В голове кипели мысли, планы менялись один за другим и со вздохом отбрасывались, но один застрял и показался лучше прочих.
Париж бредил парфюмерией. Любой магазин и даже лавочка, не говоря уже о модельных домах, предлагали свою парфюмерную продукцию, кремы и всякую косметику. Отчего не попробовать? Парижский рынок уже насыщен, но можно затеять дело в Лондоне. Денег для начала требовалось мало, а в случае удачи вдруг получится основать компанию. Со временем можно даже подключить Америку, и тогда будет повод и основание поехать туда самой.

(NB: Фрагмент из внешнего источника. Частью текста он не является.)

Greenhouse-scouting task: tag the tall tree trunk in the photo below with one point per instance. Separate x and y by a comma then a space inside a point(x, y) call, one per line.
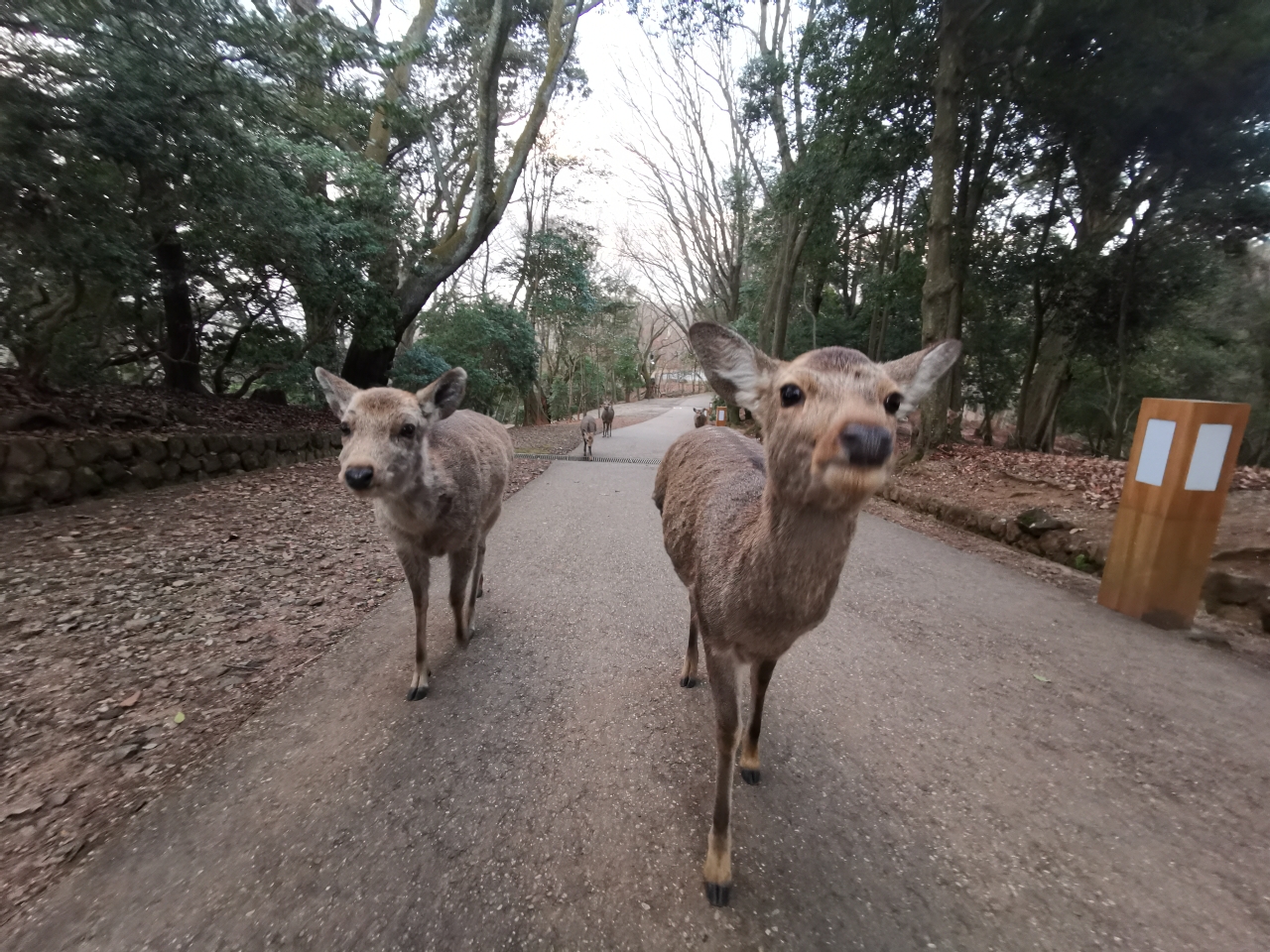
point(780, 293)
point(939, 293)
point(181, 354)
point(1048, 384)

Весною 1928 года я съездила в Лондон и, с видом на будущее, завязала там связи в сфере распространения. Я обрела второе дыхание, вновь исполнилась веры в себя. Все свое время я проводила в конторах парфюмерных фирм перед шеренгами пузырьков. Из каждого по очереди брала по капле на перчатку, на запястье, на меховой воротник, на верхнюю губу. Вскоре я была ходячий парфюмерный киоск, и уже решительно не могла отличить один запах от другого. Это занятие совершенно пленило меня. Духи наводили на мысль о музыке: и там, и тут есть некая глубинная гармония, которую, бесконечно варьируя, можно изукрасить, сделать богаче. При всей трудности выбора я остановилась на двух образцах, дала им название, заказала специалистам флаконы, наклейки и коробочки. С готовыми образцами я вернулась в Лондон; фирма, с которой я прежде связывалась, одобрила духи и высказалась обнадеживающе. Все складывалось настолько хорошо, что я решила задержаться в Лондоне, даже прихватить часть лета, только чтобы быть поближе к производству.
В каком то смысле я была рада на время уехать из Парижа, ненадолго покинуть мой скромный дом в Булони. Париж был полем проигранного сражения. Совсем недавно я была вынуждена расстаться с моим старым дворецким Карпом, чуть ли не главной достопримечательностью дома, и в Булони было совсем грустно. В Лондоне я сняла две комнаты в глубине большой квартиры. Квартира была с обслуживанием, вроде гостиницы, и собственную горничную некуда было поместить, но ничего лучшего я не могла себе позволить, а «Ритц» не возникал даже в мыслях. Мои окна выходили на грязную стену и крышу с закопченными трубами. Чтобы причесаться, я усаживалась на постель, занимавшую чуть не всю комнату; негде было держать одежду, вообще не было ничего, способного как то украсить это помещение.
Столь славно начавшееся парфюмерное дело вдруг начало давать сбои. Возникли всякие помехи, с которыми следовало разобраться, и вскоре я поняла, что в короткий срок вряд ли вообще что то сделаю.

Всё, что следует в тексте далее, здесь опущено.